Evans was looking at his wrecked living room. “Dammit.” He focused on Odin. “Fine. We do personae management. A gorilla like you wouldn’t understand.”
“Try me.”
Evans searched for the words. “We harness social media for multinational clients—help push brands.”
“Do you do intelligence work? DOD influence operations?”
Evans shrugged. “How the hell should I know?”
“Who were the ‘official’ friends you mentioned back at the office—the ones who supposedly have your back?”
“I don’t know. I have a number to call if there are problems. I’ve never had a reason to use it.”
Odin studied him. “So let me parse this into something I know Mordecai would be involved in. Let’s see. . . . You game social media to make it lie to the world. Does that about sum it up?”

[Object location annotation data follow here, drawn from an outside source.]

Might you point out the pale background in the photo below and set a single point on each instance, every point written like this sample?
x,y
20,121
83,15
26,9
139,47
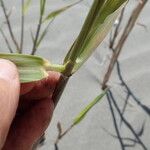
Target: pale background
x,y
93,132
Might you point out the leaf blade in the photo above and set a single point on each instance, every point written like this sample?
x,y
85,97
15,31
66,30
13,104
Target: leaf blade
x,y
84,112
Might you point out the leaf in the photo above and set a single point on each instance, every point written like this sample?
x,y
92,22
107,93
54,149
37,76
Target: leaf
x,y
84,112
57,12
31,68
26,6
97,25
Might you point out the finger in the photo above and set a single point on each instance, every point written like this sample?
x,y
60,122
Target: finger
x,y
9,95
44,88
26,87
27,129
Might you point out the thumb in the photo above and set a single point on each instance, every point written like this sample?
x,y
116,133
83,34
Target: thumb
x,y
9,96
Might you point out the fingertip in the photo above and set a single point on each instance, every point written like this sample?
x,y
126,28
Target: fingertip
x,y
8,70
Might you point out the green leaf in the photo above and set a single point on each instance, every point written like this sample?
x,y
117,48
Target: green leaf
x,y
31,68
84,112
26,6
97,25
57,12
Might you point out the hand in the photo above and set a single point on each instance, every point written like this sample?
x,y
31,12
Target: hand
x,y
25,110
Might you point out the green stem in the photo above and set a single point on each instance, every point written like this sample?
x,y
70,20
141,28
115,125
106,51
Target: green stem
x,y
55,67
77,46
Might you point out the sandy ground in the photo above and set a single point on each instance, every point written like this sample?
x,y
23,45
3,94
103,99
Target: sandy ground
x,y
98,130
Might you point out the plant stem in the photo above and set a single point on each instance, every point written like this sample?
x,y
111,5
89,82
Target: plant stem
x,y
117,50
113,39
9,26
6,40
77,46
34,49
22,26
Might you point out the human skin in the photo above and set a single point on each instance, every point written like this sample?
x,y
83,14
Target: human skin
x,y
25,109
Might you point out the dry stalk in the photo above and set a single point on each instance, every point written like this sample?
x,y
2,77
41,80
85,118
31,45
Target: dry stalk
x,y
22,26
118,48
6,41
61,134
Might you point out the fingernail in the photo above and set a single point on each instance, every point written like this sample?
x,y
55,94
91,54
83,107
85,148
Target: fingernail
x,y
8,70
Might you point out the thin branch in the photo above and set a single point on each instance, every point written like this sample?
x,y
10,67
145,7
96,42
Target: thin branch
x,y
6,41
132,20
115,35
61,134
22,26
9,26
34,49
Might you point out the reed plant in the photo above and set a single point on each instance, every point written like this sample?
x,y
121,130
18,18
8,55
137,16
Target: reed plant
x,y
97,25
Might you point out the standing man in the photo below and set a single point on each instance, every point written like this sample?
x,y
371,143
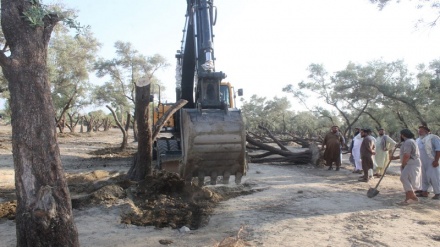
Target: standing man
x,y
384,144
356,152
429,146
368,149
332,144
411,165
356,132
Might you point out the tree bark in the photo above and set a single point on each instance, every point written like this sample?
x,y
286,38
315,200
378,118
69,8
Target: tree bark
x,y
44,211
142,165
124,142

“It’s a bit more sophisticated than that, and it requires engineering skill. They’re called
sock puppets.
We create armies of artificial online personas—user accounts that espouse views certain interested parties want espoused. We flood forums, online comment sections, social media. It requires good software to manage it all—to automate the messaging while maintaining uniqueness, and to keep all the fictional personalities and causes straight. I took the logic from my bot-herding software—from the gold-farming operation in China.”
“Where do you get your contracts?”
“I told you: public relations firms—or at least their secret ‘whisper marketing’ subsidiaries. In the old days they used armies of paid shills to sing the praises of products and causes online, but human beings are unreliable. We’re more cost-effective. You want a million ‘people’ to say the same thing online, on a certain day, at a certain hour? I’m your man.”
“Political work?”
“Sure. We have political clients. Beltway lobbying firms—but they’re all public relations subsidiaries of big parents. They use scores of front companies.”